Apa yang terjadi di Semarang pada 7 April 2021 memperbanyak catatan kekerasan yang dilakukan oleh negara terhadap orang Papua dalam waktu belakangan. Sebelumnya, pada 8 Maret 2021, aksi demo Hari Perempuan Internasional (IWD) di Kota Malang yang dihadiri oleh mahasiswa Papua juga diwarnai kekerasan oleh aparat. Aksi kekerasan lain yang terjadi di Jakarta menimpa 2 (dua) anggota AMP yang ditangkap pada 3 maret 2021 karena demonstrasi yang mereka lakukan pada Januari tahun 2021. Di Papua sendiri, kekerasan dan pembungkaman kebebasan berpendapat terjadi dalam derajat yang lebih tinggi. Paling baru pada 27 Maret 2021 lalu di Jayapura, beberapa orang ditangkap hanya karena terlibat dalam penyelenggaraan seminar nasional menyoal pelanggaran HAM di Papua.

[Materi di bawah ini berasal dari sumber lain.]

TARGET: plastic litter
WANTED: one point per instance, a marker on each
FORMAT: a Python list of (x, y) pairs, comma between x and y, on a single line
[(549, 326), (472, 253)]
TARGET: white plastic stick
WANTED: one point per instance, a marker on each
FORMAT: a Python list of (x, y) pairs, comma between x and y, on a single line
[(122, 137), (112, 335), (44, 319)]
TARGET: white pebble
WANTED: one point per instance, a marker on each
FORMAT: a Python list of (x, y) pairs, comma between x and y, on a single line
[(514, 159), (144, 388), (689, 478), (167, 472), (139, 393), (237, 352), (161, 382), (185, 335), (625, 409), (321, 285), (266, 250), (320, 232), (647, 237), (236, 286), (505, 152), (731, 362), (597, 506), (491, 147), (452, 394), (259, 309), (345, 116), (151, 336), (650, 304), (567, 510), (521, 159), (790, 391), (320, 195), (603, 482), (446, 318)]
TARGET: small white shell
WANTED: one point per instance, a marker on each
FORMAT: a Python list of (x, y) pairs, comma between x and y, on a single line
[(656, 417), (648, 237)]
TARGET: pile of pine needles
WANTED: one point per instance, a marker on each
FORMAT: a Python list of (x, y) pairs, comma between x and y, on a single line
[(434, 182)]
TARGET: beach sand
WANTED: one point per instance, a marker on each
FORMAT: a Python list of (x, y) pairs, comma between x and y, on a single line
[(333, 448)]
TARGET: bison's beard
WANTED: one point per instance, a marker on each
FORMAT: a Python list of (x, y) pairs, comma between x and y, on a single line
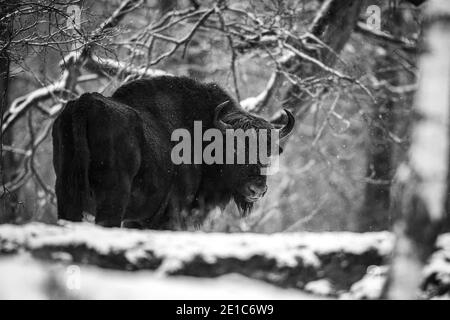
[(244, 207)]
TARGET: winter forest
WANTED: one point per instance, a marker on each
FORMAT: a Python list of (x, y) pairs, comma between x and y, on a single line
[(358, 209)]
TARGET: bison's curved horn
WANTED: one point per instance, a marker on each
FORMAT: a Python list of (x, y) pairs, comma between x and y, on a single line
[(286, 130), (217, 120)]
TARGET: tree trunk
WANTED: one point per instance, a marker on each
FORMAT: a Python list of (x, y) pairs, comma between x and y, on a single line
[(7, 161), (420, 194)]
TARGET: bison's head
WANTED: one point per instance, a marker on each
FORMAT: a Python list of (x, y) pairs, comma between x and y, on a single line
[(248, 181)]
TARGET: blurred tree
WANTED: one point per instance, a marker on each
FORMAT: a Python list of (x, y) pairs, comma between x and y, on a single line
[(421, 189)]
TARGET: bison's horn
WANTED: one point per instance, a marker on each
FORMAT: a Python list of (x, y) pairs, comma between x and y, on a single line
[(217, 121), (286, 130)]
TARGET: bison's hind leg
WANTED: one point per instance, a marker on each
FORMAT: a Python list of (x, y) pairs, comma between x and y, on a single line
[(112, 193)]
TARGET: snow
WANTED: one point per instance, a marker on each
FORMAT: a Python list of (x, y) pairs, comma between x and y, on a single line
[(22, 277), (286, 249), (321, 287)]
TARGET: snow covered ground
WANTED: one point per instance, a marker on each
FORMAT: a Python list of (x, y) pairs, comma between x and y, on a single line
[(43, 261)]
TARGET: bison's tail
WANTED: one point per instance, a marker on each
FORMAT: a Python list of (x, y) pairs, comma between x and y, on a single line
[(71, 157)]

Ross Tapsell dalam penelitiannya mengenai kerja media di Indonesia, melihat adanya model pembungkaman kebebasan berpendapat yang khas di Papua dalam kerangka otoritarianisme sub-nasional, atau otoritarianisme yang berlaku khusus di satu wilayah, yakni Papua. meskipun kondisi akhir ini oleh banyak akademisi Indonesia disebut sedang mengalami gelombang otoritarianisme, kekerasan dan model pembungkaman kebebasan berpendapat mesti dilihat dalam kerangka yang sama, yakni otoritarianisme sub-nasional. Malahan, dalam kasus kekerasan dan kebebasan berpendapat ini, otoritarianisme tersebut tidak hanya berlaku dalam cakupan wilayah, tapi juga berlaku secara diskriminatif terhadap orang-orang Papua. Sehingga, membicarakan persoalan kekerasan di dan terhadap orang Papua tidak bisa hanya melihat aspek kekerasan dan pelanggaran HAM. 

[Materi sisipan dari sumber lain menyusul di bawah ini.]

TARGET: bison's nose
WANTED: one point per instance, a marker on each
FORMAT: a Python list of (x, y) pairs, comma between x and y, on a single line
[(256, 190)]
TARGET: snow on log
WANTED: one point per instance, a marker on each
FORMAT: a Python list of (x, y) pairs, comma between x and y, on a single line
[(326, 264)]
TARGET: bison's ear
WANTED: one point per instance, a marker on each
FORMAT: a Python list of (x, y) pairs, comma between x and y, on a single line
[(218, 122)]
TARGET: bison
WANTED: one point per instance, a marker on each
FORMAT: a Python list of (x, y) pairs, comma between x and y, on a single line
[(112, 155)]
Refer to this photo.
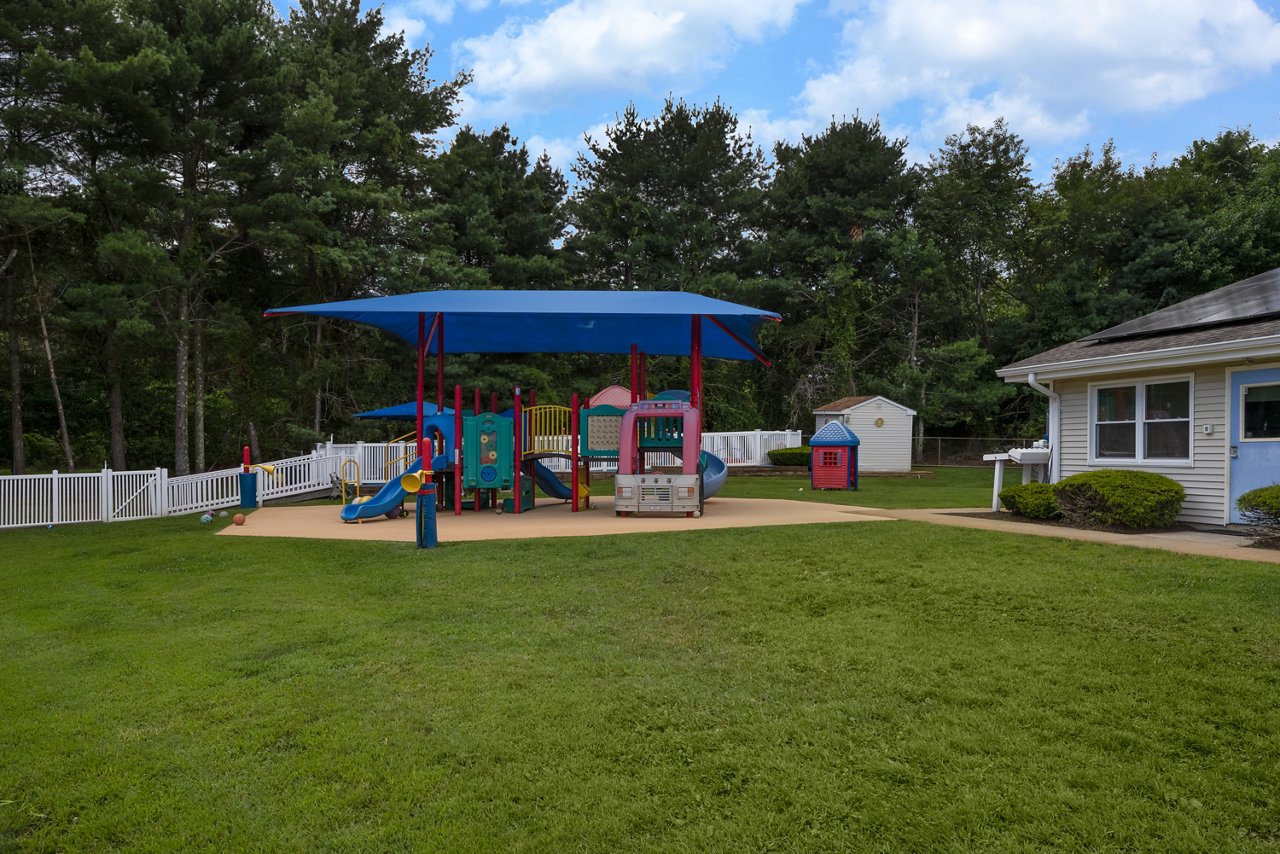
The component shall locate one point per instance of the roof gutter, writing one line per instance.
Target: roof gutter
(1264, 347)
(1055, 425)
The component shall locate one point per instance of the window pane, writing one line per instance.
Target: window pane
(1262, 412)
(1116, 403)
(1169, 401)
(1169, 441)
(1116, 441)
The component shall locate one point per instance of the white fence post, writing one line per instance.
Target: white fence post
(161, 492)
(105, 494)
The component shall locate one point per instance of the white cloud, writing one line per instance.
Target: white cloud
(1048, 67)
(562, 153)
(438, 10)
(595, 45)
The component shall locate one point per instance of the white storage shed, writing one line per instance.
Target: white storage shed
(882, 427)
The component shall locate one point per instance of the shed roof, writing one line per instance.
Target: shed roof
(560, 322)
(848, 403)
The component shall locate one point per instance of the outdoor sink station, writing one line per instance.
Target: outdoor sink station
(1032, 460)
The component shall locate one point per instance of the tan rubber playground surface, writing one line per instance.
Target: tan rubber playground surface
(549, 519)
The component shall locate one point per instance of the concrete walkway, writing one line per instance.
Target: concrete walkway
(1205, 543)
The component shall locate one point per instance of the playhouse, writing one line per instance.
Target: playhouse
(483, 455)
(833, 457)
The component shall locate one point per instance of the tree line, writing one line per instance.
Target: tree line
(173, 168)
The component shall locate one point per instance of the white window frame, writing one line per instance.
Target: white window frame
(1246, 387)
(1141, 457)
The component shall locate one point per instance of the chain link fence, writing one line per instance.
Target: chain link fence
(952, 451)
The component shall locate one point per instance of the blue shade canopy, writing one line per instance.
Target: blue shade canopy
(560, 322)
(402, 411)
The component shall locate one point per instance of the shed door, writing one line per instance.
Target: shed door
(1255, 453)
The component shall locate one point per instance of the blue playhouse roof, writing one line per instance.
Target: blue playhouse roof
(833, 433)
(560, 322)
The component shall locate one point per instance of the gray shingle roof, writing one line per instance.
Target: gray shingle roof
(1240, 311)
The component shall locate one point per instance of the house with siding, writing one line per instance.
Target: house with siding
(883, 429)
(1191, 392)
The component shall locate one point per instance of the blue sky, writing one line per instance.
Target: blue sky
(1153, 76)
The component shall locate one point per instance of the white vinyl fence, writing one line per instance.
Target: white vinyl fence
(108, 496)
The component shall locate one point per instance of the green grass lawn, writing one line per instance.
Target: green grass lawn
(877, 686)
(944, 487)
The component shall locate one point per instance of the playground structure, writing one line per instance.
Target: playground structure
(472, 455)
(485, 444)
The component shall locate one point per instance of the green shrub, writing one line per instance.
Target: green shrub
(1033, 501)
(1261, 510)
(790, 456)
(1119, 498)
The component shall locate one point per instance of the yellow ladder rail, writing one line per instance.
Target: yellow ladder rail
(547, 429)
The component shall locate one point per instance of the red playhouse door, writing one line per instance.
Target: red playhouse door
(831, 469)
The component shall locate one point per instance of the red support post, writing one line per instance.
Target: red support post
(695, 369)
(519, 462)
(572, 450)
(421, 360)
(457, 452)
(439, 360)
(635, 373)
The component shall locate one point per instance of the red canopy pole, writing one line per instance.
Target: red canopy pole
(439, 360)
(421, 360)
(457, 452)
(520, 447)
(635, 373)
(572, 450)
(695, 369)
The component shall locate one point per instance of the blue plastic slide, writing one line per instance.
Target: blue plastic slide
(551, 484)
(392, 496)
(388, 497)
(713, 474)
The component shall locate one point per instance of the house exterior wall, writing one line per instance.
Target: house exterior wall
(1203, 478)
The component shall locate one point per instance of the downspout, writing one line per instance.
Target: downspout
(1055, 427)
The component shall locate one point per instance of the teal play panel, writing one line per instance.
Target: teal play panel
(488, 452)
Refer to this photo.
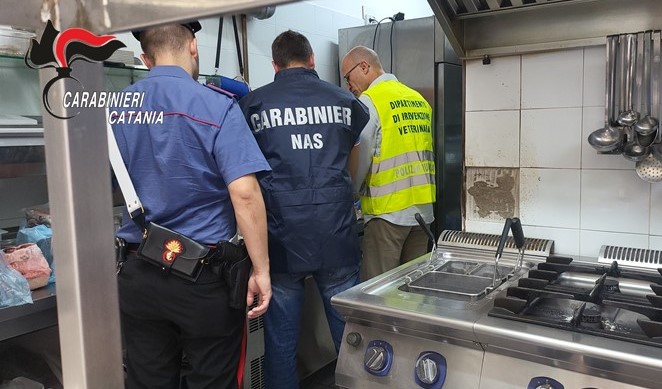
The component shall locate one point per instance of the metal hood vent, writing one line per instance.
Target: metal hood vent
(532, 246)
(463, 8)
(629, 256)
(478, 28)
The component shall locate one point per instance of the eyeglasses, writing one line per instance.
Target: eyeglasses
(346, 76)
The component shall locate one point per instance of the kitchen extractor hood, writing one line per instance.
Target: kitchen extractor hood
(479, 28)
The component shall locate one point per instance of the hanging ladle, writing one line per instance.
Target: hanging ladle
(628, 60)
(609, 137)
(647, 125)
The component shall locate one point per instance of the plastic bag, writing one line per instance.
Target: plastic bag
(30, 262)
(14, 288)
(38, 214)
(41, 235)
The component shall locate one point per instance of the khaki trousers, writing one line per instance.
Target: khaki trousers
(387, 246)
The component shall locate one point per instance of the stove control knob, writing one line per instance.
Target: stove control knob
(353, 339)
(378, 358)
(375, 358)
(430, 370)
(544, 383)
(426, 370)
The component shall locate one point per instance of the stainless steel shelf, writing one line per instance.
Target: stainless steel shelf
(27, 318)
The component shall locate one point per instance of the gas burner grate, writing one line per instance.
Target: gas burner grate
(629, 256)
(532, 246)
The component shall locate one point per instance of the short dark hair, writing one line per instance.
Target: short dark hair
(290, 46)
(171, 38)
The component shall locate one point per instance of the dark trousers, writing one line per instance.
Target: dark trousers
(164, 316)
(387, 246)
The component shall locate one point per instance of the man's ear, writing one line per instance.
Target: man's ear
(147, 60)
(193, 47)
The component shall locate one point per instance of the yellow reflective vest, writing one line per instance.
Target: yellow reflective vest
(403, 172)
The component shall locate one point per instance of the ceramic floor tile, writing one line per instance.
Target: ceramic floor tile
(552, 79)
(493, 87)
(551, 138)
(614, 201)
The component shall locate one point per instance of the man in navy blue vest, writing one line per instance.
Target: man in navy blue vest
(195, 173)
(306, 129)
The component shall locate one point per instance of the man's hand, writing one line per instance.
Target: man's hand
(259, 284)
(252, 222)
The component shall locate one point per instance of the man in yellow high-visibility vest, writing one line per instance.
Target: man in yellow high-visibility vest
(395, 171)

Selain persoalan klasik tentang proses aneksasi dan demokrasi, koalisi melihat kekerasan yang dilakukan oleh aparat terjadi dikarenakan reformasi kepolisian dan militer berjalan di tempat. Ini terbukti dengan bagaimana kultur impunitas masih terus terjadi dengan tidak adanya proses hukum kepada aparat yang melanggar hukum. Alih-alih menyelesaikan permasalahan Papua secara damai dan membangun dialog yang bermartabat, Negara lebih memilih menggunakan pendekatan keamanan secara terus menerus.

Berbagai aksi damai penyampaian pendapat yang dilakukan oleh orang Papua, termasuk oleh mahasiswa Papua di Semarang pada 7 April 2021 seharusnya mendapatkan perlindungan. Undang-Undang Dasar 1945, Undang-Undang Tentang HAM, Undang-Undang Tentang Kemerdekaan Menyampaikan Pendapat di Muka Umum, maka dari itu koalisi menilai tindakan represif dan penangkapan secara paksa terhadap mahasiswa Papua tersebut merupakan tindakan pembungkaman terhadap Orang Papua.

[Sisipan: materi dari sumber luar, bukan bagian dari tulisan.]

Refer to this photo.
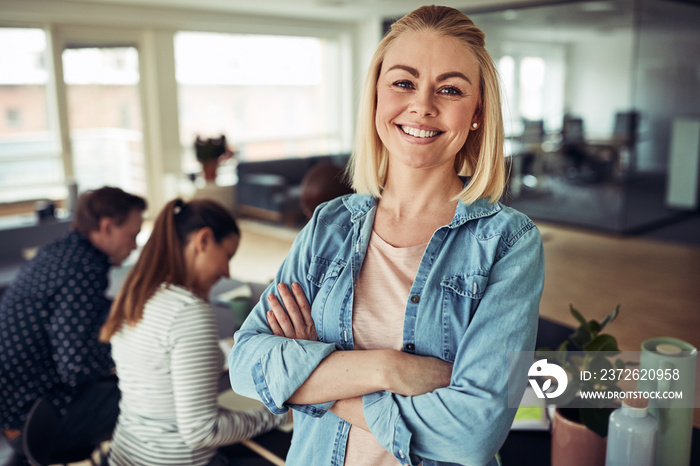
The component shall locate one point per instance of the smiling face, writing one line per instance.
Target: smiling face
(427, 98)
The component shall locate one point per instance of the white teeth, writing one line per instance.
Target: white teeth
(418, 133)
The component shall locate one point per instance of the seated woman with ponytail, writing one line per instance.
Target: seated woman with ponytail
(165, 344)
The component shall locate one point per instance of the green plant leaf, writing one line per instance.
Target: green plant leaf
(610, 317)
(577, 315)
(580, 337)
(602, 343)
(600, 363)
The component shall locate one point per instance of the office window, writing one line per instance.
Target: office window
(271, 96)
(532, 71)
(104, 113)
(13, 117)
(30, 161)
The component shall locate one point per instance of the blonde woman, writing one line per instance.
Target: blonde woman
(418, 286)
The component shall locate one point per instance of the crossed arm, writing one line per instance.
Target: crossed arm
(344, 376)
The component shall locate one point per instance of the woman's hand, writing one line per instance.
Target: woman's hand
(412, 375)
(291, 318)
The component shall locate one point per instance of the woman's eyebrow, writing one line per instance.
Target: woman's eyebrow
(411, 70)
(414, 72)
(454, 74)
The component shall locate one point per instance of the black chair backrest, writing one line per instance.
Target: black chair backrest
(533, 131)
(40, 436)
(572, 130)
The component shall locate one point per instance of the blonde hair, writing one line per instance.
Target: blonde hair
(481, 157)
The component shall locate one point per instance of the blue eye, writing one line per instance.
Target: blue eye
(451, 91)
(404, 84)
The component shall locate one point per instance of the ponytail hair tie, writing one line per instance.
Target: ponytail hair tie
(179, 204)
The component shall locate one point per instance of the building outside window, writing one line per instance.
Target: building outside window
(30, 159)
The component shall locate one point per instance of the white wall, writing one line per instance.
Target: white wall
(599, 79)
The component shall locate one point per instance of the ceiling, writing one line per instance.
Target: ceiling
(331, 10)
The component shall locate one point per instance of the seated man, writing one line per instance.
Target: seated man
(50, 317)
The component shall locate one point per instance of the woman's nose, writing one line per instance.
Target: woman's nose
(424, 104)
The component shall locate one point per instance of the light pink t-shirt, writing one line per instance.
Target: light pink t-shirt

Aksi sewenang-wenang yang dilakukan oleh aparat kepolisian terhadap mahasiswa Papua di Semarang sendiri telah melanggar Perkap No. 1/2008 tentang Tata Cara Penyelenggaraan Pelayanan, Pengamanan dan Penanganan Perkara Penyampaian pendapat di Muka Umum dan Perkap No. 1/2009 tentang Penggunaan Kekuatan dalam Tindakan Kepolisian. Pelanggaran ini melecehkan semangat Kapolri Listyo Sigit Prabowo yang digembar-gemborkan melalui slogan “PRESISI” yang konon ingin mengedepankan aspek humanisme dalam konteks tindakan-tindakan kepolisian.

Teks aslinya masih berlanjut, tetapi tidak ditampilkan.